A virtual image is a type of image formed by lenses and mirrors where the light rays appear to converge but do not actually do so. Unlike a real image, a virtual image cannot be projected on a screen because it doesn't come from actual light convergence. Instead, it seems to be behind the lens or mirror.

In the case of a magnifying glass (a converging lens), when an object is placed within the focal length of the lens, a virtual image is formed. This virtual image is upright and larger than the object, making it crucial for tasks that require enlarged visuals such as reading small print. A virtual image's size and position are also dictated by the lens formula, but it is important to remember that for virtual images, the value for the image distance (d_i) will be negative because it is on the same side of the lens as the object.

Magnifying Glass

A magnifying glass is a converging lens designed to produce a magnified virtual image of an object. To achieve this, the object must be placed at a distance less than the focal length of the lens. This is because, according to the lens formula, when the object distance (d_o) is less than the focal length (f), the result is a negative image distance (d_i), indicating a virtual image.
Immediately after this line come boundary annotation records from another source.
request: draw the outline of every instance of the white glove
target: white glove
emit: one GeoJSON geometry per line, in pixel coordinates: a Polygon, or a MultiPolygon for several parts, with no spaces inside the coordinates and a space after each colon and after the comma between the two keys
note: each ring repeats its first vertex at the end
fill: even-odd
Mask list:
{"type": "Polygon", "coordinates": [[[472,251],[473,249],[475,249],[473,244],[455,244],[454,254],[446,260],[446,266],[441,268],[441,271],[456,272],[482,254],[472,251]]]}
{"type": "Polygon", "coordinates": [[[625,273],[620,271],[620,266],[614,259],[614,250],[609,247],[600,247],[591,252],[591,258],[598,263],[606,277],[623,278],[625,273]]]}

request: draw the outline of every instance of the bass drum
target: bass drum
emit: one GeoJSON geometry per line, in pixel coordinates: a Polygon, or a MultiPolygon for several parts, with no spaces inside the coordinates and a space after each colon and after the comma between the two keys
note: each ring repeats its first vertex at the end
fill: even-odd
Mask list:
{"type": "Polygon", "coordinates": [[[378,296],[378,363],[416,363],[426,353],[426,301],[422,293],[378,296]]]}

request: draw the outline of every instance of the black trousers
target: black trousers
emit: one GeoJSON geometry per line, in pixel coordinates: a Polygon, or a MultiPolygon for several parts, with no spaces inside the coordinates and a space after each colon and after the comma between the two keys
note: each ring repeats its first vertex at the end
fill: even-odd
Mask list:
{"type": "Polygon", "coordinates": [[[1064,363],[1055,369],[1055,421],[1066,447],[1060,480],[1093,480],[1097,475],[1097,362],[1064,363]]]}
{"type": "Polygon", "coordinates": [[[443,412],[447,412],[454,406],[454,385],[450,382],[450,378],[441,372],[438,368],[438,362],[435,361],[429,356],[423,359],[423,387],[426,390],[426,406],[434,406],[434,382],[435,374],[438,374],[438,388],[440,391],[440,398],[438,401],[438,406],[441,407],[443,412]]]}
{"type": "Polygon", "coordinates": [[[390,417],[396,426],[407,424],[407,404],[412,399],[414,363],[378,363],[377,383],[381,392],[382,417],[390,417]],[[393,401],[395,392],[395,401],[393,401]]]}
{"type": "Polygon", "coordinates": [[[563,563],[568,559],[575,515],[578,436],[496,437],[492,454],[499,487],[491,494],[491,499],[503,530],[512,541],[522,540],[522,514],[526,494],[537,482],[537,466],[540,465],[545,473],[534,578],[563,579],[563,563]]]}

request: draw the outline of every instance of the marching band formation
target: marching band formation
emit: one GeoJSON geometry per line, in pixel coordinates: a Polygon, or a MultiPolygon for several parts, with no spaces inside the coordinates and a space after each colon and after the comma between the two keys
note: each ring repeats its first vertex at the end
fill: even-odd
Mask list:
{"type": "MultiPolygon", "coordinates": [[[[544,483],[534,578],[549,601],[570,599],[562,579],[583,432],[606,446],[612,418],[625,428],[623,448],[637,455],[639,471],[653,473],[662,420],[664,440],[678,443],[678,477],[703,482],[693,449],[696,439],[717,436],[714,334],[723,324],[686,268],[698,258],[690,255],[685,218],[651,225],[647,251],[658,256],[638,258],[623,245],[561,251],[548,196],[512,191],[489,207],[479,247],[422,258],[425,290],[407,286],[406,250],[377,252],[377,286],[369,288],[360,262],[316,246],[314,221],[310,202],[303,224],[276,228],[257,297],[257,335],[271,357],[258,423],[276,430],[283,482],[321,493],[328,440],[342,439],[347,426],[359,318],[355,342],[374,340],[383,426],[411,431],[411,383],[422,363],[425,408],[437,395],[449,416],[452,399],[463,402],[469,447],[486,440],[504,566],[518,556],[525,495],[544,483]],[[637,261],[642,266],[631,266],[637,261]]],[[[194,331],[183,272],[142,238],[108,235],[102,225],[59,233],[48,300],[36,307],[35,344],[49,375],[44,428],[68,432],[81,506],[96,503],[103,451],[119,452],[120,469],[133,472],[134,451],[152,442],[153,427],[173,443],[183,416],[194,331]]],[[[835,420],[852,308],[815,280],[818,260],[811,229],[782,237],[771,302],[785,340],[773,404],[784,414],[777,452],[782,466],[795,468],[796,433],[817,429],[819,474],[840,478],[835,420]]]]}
Furthermore, the magnification (m) achieved by a magnifying glass is the ratio of the image distance to the object distance:

\[m = \frac{d_{i}}{d_{o}}\]
Here, magnification will be positive and greater than one, meaning the image is upright and enlarged. The amount of magnification depends on how close the object is to the focal point; the closer it is, the larger the magnification. Magnifying glasses are quintessential tools in various fields, including biology for observing small specimens, and philately for examining stamp details.